Search code examples
pythontry-catchpraw

Try block not catching - Am I making inadvertent internet access?


I accidentally disconnected my internet connection and received this error below. However, why did this line trigger the error?

    self.content += tuple(subreddit_posts)

Or perhaps I should ask, why did the following line not lead to a sys.exit? It seems it should catch all errors:

    try:
        subreddit_posts = self.r.get_content(url, limit=10)
    except:
        print '*** Could not connect to Reddit.'
        sys.exit()

Does this mean I am inadvertently hitting reddit's network twice?

FYI, praw is a reddit API client. And get_content() fetches a subreddit's posts/submissons as a generator object.

The error message:

Traceback (most recent call last):
  File "beam.py", line 49, in <module>
    main()
  File "beam.py", line 44, in main
    scan.scanNSFW()
  File "beam.py", line 37, in scanNSFW
    map(self.getSub, self.nsfw)
  File "beam.py", line 26, in getSub
    self.content += tuple(subreddit_posts)
  File "/Library/Python/2.7/site-packages/praw/__init__.py", line 504, in get_co
    page_data = self.request_json(url, params=params)
  File "/Library/Python/2.7/site-packages/praw/decorators.py", line 163, in wrap
    return_value = function(reddit_session, *args, **kwargs)
  File "/Library/Python/2.7/site-packages/praw/__init__.py", line 557, in reques
    retry_on_error=retry_on_error)
  File "/Library/Python/2.7/site-packages/praw/__init__.py", line 399, in _reque
    _raise_response_exceptions(response)
  File "/Library/Python/2.7/site-packages/praw/internal.py", line 178, in _raise
    response.raise_for_status()
  File "/Library/Python/2.7/site-packages/requests/models.py", line 831, in rais
    raise HTTPError(http_error_msg, response=self)
requests.exceptions.HTTPError: 503 Server Error: Service Unavailable

The script (it's short):

import sys, os, pprint, praw

class Scanner(object):
    ''' A scanner object. '''
    def __init__(self):
        self.user_agent = 'debian.22990.myapp'
        self.r = praw.Reddit(user_agent=self.user_agent)
        self.nsfw = ('funny', 'nsfw')
        self.nsfw_posters = set()
        self.content = ()

    def getSub(self, subreddit):
        ''' Accepts a subreddit.
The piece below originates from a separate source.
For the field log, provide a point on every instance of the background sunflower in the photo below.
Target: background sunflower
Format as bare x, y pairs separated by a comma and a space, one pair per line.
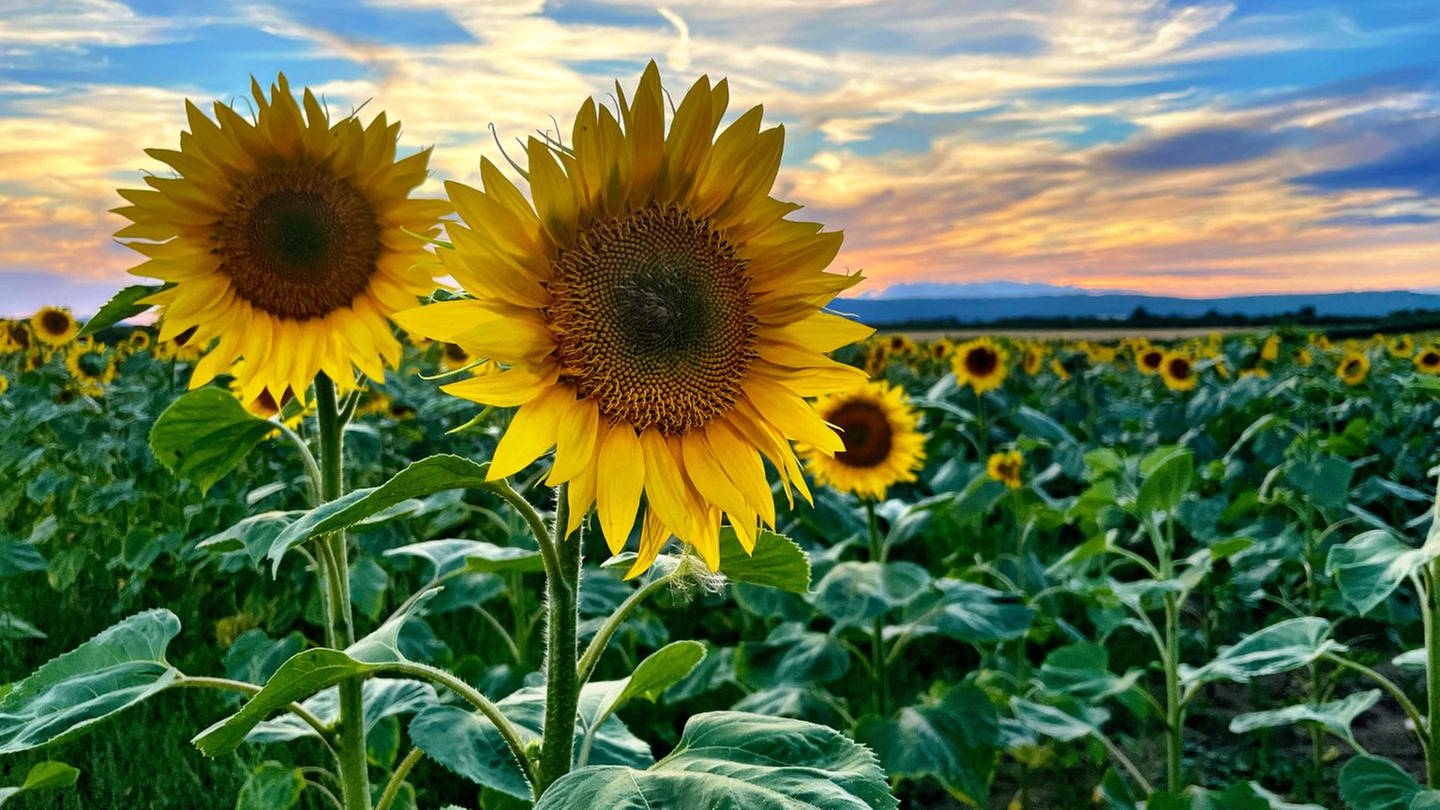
882, 443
Connects to subreddit and retrieves content.
        Unpacks generator object containing content into tuple. '''
        url = 'http://www.reddit.com/r/{sub}/'.format(sub=subreddit)
        print 'Scanning:', subreddit
        try:
            subreddit_posts = self.r.get_content(url, limit=10)
        except:
            print '*** Could not connect to Reddit.'
            sys.exit()
        print 'Constructing list.',
        self.content += tuple(subreddit_posts)
        print 'Done.'

    def addNSFWPoster(self, post):
        print 'Parsing author and adding to posters.'
        self.nsfw_posters.add(str(post.author))

    def scanNSFW(self):
        ''' Scans all NSFW subreddits. Makes list of posters.'''
#       Get content from all nsfw subreddits
        print 'Executing map function.'
        map(self.getSub, self.nsfw)
#       Scan content and get authors
        print 'Executing list comprehension.'
        [self.addNSFWPoster(post) for post in self.content]

def main():
    scan = Scanner()
    scan.scanNSFW()
    for i in scan.nsfw_posters:
        print i
    print len(scan.content)

main()

Solution

  • It looks like praw is going to lazily get objects, so when you actually use subreddit_posts is when the request gets made, which explains why it's blowing up on that line.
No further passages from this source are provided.